En la tarde del sábado pasado, antes de que comenzara el clásico Santa Fe-Millonarios, Bohórquez murió a las afueras del estadio El Campín. Los hinchas que se encontraban cerca del joven aseguraron que todo fue resultado de una golpiza por parte de la Fuerza Pública, mientras que el general Rodolfo Palomino, comandante de la Policía Metropolitana, aseguró que lo que causó su muerte fue un ataque cardíaco. “Claro, si después de una tunda de palo que se muera es normal”, como cantaba Rubén Blades. Ese mismo día los seguidores de Santa Fe destruyeron cerca de 754 sillas, según dicen algunos de los líderes de la barra, porque Goles en Paz les incumplió un acuerdo. “Dijeron que iban a sancionar a los de Millonarios durante cuatro fechas por haber dañado la silletería hace 20 días en el partido contra Cúcuta, pero luego les rebajaron la sanción a solo una fecha. Nos están cambiando las reglas del juego”, aseguró un líder del equipo albirrojo.

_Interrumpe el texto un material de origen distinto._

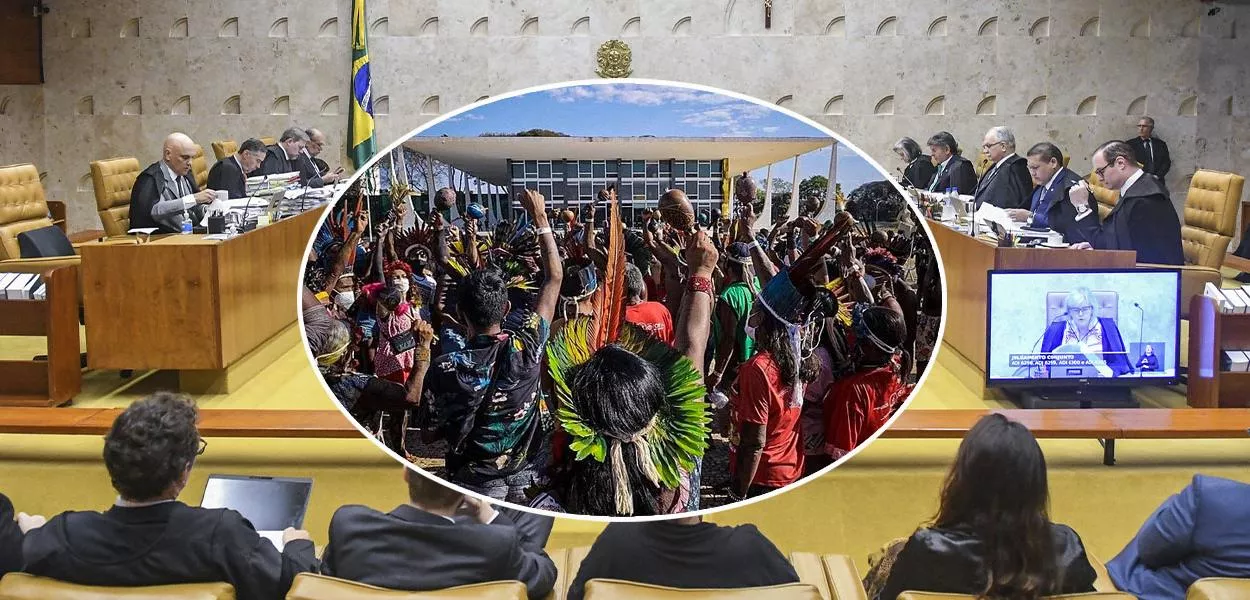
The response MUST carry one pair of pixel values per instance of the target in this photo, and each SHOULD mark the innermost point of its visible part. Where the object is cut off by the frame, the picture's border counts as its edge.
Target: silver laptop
(270, 504)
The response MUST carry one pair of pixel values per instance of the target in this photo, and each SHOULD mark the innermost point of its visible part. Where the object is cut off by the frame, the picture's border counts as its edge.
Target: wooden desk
(189, 304)
(966, 261)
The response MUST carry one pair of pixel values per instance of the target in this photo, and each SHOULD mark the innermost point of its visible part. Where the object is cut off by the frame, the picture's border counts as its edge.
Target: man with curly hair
(148, 536)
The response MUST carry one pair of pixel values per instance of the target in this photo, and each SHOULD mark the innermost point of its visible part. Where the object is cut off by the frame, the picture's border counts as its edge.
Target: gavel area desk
(966, 261)
(208, 309)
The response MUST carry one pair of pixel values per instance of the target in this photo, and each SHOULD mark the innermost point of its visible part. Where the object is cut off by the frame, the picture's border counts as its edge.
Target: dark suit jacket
(409, 549)
(10, 538)
(959, 173)
(1006, 186)
(168, 543)
(228, 175)
(919, 173)
(150, 188)
(1111, 343)
(703, 555)
(951, 560)
(1199, 533)
(1060, 214)
(275, 161)
(1143, 220)
(1161, 163)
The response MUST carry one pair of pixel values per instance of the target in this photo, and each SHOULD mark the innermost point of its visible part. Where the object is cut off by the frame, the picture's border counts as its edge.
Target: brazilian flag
(360, 116)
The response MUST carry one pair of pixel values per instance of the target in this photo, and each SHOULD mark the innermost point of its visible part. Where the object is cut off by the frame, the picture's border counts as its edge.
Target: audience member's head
(941, 146)
(906, 149)
(1044, 161)
(996, 490)
(251, 153)
(151, 446)
(178, 151)
(1114, 163)
(293, 140)
(483, 299)
(618, 394)
(999, 143)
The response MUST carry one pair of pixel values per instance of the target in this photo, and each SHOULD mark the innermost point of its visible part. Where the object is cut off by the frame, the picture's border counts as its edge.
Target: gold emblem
(614, 60)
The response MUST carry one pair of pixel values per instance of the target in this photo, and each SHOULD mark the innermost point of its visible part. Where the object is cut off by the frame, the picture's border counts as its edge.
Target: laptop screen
(271, 504)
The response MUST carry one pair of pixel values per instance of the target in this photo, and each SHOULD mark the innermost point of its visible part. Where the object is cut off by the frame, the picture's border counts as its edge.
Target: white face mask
(345, 299)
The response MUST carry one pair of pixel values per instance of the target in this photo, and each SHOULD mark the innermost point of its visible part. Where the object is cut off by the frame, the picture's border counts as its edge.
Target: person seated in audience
(426, 544)
(651, 316)
(1081, 331)
(499, 450)
(1049, 205)
(314, 171)
(284, 155)
(11, 529)
(230, 173)
(953, 170)
(1006, 183)
(919, 170)
(684, 553)
(1199, 533)
(165, 195)
(993, 536)
(148, 536)
(1144, 218)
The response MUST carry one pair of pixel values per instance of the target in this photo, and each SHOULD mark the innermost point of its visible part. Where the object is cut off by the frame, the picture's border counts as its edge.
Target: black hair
(483, 298)
(150, 445)
(998, 490)
(616, 393)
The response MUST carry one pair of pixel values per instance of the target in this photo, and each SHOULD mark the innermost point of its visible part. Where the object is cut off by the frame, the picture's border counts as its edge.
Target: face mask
(345, 299)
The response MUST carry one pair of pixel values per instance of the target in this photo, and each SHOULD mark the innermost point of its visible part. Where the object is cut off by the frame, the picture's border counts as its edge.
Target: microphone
(1141, 333)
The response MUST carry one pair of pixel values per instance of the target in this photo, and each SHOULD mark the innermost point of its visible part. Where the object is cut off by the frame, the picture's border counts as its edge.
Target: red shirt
(764, 400)
(858, 405)
(654, 318)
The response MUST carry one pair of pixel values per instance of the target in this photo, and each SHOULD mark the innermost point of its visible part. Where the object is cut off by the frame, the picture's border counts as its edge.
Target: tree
(814, 186)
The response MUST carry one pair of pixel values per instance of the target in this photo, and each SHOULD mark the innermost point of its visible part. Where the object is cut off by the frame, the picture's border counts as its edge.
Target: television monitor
(1083, 328)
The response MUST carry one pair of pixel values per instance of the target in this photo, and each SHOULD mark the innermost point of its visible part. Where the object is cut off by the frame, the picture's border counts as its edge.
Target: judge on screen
(1080, 331)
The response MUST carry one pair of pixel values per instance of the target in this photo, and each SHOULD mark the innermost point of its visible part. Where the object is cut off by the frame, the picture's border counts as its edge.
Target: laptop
(270, 504)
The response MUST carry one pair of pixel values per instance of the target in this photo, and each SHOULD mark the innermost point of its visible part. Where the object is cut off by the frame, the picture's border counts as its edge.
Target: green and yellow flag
(360, 116)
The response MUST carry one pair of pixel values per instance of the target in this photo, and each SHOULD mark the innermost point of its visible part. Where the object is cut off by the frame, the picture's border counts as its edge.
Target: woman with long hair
(993, 536)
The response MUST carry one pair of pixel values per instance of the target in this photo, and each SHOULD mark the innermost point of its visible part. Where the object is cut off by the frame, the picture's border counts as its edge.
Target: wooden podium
(56, 380)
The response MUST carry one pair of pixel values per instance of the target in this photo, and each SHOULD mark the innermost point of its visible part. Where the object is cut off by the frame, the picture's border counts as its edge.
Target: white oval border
(385, 153)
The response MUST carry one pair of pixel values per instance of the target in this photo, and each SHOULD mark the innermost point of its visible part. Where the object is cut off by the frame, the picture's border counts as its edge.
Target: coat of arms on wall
(614, 59)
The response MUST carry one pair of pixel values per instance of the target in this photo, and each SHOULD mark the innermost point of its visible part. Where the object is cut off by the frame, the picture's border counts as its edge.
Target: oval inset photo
(621, 299)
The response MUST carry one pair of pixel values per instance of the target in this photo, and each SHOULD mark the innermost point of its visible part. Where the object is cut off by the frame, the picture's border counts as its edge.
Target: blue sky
(659, 110)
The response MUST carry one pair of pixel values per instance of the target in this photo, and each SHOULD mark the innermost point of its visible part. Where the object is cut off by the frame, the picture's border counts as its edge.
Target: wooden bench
(1105, 425)
(214, 423)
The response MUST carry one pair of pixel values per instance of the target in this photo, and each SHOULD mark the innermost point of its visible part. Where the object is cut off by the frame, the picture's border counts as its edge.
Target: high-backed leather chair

Los daños fueron estimados en 37 millones de pesos, los que tendrán que pagar antes del viernes las directivas del Santa Fe. El hecho prendió las alarmas del Distrito y ayer, a primera hora, el alcalde Samuel Moreno, junto con José Tapias, director del IDRD, se reunieron con el padre Alirio López, director de Goles en Paz; Ramón Jesurún, presidente de la Dimayor; Juan Carlos López, presidente de Millonarios y Armando Farfán; presidente de Santa Fe, para tomar medidas al respecto. Los primeros rumores de dicha reunión, que se realizó a puerta cerrada, indicaban que el padre Alirio había presentado su carta de renuncia cansado por la interminable violencia en el estadio, petición que no fue aceptada por el Alcalde.
Jesurún fue enfático en decir que se debía judicializar a los responsables de los daños en el estadio. Farfán anunció el cierre indefinido en la tribuna sur y pidió la carnetización de los hinchas. “O se comportan o no entran al estadio”, dijo. Por su parte, López propuso que se les quitaran los espaldares a las sillas que se habían puesto por reglamentación. Pasado el mediodía el alcalde Samuel Moreno anunció que por la tarde el director del IDRD pondría la denuncia sobre los hechos ocurridos en el estadio para así comenzar con el proceso de judicialización individualizada de los responsables.
Mientras transcurría la reunión, la familia de Henry Andrés Bohórquez seguía pidiendo claridad sobre las causas de la muerte del joven. Aunque Medicina Legal todavía no se ha pronunciado al respecto, Bohórquez ya pasó a ser parte de la lista de las víctimas fatales del fútbol en la capital.
Medidas para recordar
En el año de 1985, durante la final de la Liga de Campeones que enfrentó a la Juventus de Turín y al Liverpooll de Inglaterra, murieron 39 aficionados por disturbios varios en las tribunas del estadio de Heysell, Bruselas. La noticia enlutó al fútbol y a Europa. Las autoridades tomaron medidas de inmediato. La primera ministra británica, Margareth Tatcher, sancionó a todos los equipos ingleses con cinco años de ausencia de cualquier tipo de competencia internacional y al Liverpool, con 10. Las víctimas fueron indemnizadas y los hinchas del cuadro inglés judicializados y enviados a prisión. El fenómeno de los “hooligans” fue desapareciendo.